Saturday, April 27, 2024

Boilermakers beat MSU at its own game

Cash Kruth

The Big Ten Conference has always been a league known for its physical style of play, with the MSU men’s basketball team embodying that image for the past decade.

Purdue knew that, focused on it and convincingly beat MSU at its own game in the Spartans’ 72-54 loss Tuesday night at Mackey Arena.

“Every time you play Michigan State they’re going to be tough and they’re going to play defense and they rebound the basketball with the best of them,” Purdue’s guard Chris Kramer said after the game.

“So we needed to come out and just match their toughness and just take as much as we could. Simply by rebounding the basketball and getting the loose balls when they were there. I think we felt like of the 50/50 plays, Purdue got all those balls.”

That last sentence is Tuesday’s game in a nutshell. The fact that Purdue won Tuesday’s game isn’t a shocker. The Boilermakers were the preseason favorite to win the league and, with a talented roster finally nearing full health and some stability, they are peaking at the right time.

But how they beat MSU, by getting all those loose balls and playing with more energy, is what disappointed the Spartans the most.

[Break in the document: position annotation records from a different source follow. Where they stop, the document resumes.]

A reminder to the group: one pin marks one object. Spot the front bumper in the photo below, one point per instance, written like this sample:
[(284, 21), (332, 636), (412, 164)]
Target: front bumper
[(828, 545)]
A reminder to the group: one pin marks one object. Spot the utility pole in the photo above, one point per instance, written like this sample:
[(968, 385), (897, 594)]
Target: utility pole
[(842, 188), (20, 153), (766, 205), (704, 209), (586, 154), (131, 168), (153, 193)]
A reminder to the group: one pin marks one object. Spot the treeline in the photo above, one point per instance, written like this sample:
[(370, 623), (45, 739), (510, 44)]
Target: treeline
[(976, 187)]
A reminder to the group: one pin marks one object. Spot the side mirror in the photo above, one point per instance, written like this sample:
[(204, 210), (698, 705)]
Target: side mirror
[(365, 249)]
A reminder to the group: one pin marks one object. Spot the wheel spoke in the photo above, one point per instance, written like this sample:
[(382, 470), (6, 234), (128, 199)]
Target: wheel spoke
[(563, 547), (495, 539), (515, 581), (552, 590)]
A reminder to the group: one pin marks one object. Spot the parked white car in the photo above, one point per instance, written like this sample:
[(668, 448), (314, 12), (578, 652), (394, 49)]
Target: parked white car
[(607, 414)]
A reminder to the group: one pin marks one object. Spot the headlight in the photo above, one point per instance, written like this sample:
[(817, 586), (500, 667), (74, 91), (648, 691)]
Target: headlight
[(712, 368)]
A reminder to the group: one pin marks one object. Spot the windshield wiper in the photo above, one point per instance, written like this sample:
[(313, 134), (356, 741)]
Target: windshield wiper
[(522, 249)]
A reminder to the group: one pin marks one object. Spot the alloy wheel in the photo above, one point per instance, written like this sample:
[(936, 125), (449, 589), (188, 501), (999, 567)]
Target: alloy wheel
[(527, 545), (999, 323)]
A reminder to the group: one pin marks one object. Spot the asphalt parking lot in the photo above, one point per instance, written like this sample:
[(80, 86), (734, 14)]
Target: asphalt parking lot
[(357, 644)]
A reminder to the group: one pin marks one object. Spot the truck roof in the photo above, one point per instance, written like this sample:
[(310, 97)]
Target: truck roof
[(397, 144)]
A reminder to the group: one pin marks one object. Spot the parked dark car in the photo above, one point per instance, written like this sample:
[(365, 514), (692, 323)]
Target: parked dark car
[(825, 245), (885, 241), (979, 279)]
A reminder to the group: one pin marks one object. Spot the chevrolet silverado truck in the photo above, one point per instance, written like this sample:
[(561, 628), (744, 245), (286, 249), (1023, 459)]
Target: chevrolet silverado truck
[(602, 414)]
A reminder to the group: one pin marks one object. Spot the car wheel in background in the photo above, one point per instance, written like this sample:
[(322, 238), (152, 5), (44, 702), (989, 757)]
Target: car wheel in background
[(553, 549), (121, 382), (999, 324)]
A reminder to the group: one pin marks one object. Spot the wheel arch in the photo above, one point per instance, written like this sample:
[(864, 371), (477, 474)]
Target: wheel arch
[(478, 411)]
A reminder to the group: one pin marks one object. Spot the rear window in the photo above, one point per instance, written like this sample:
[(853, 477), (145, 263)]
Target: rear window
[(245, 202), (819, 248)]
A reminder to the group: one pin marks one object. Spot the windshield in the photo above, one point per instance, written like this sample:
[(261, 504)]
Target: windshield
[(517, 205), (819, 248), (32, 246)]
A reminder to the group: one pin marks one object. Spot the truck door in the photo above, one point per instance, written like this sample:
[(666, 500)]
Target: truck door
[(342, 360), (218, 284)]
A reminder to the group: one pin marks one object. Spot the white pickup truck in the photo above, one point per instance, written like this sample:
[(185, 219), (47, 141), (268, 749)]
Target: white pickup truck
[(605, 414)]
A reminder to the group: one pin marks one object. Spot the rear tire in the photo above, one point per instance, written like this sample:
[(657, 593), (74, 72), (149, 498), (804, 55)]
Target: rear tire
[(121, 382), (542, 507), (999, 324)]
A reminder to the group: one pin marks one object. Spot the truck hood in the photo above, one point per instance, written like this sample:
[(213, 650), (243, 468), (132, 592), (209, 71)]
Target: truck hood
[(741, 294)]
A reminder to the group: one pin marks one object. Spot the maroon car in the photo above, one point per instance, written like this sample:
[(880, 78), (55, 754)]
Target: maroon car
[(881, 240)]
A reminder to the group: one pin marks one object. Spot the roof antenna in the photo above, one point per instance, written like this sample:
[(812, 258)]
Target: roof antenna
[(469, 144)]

“They wanted it a little bit more, so they came at us, they attacked us and they were just more physical than us,” senior guard Travis Walton said. “It ain’t that we lost, it’s how we lost.”

Even with the fiery attitude of Walton and the calming presence of senior center Goran Suton, a lack of leadership and passion has driven MSU head coach Tom Izzo crazy this season. After home losses to Northwestern and Penn State, Izzo said a coach can’t instill the will to win in a player, it’s something that comes from within. As he then said, in today’s AAU era, players are accustomed to having another game on the horizon and a loss here and there doesn’t make or break a season.

While that’s true, the end of the season is quickly approaching. It’s now crunch time for an MSU program that, for all its accolades and achievements, has not won a Big Ten Championship since 2000-01. With Sunday’s game against Wisconsin, a road trip to Illinois and then the season finale against Purdue at Breslin Center, the toughest tasks lie ahead for the Spartans.

On the same token, it’s important to note the Spartans shot a season-low 32.7 percent from the floor Tuesday. They missed easy layups and open shots and were playing with a fully healthy junior forward Raymar Morgan for the first time in about a month. Just as the Boilermakers dealt with injuries early on and then hit their stride, the Spartans have had to endure countless injuries, not having a practice with their top five guys fully healthy in who knows how long.

There’s only four games left until Purdue comes to East Lansing on March 8, for what will more than likely decide the Big Ten Championship.

It’s now or never for the Spartans to live up to an identity they failed to Tuesday night.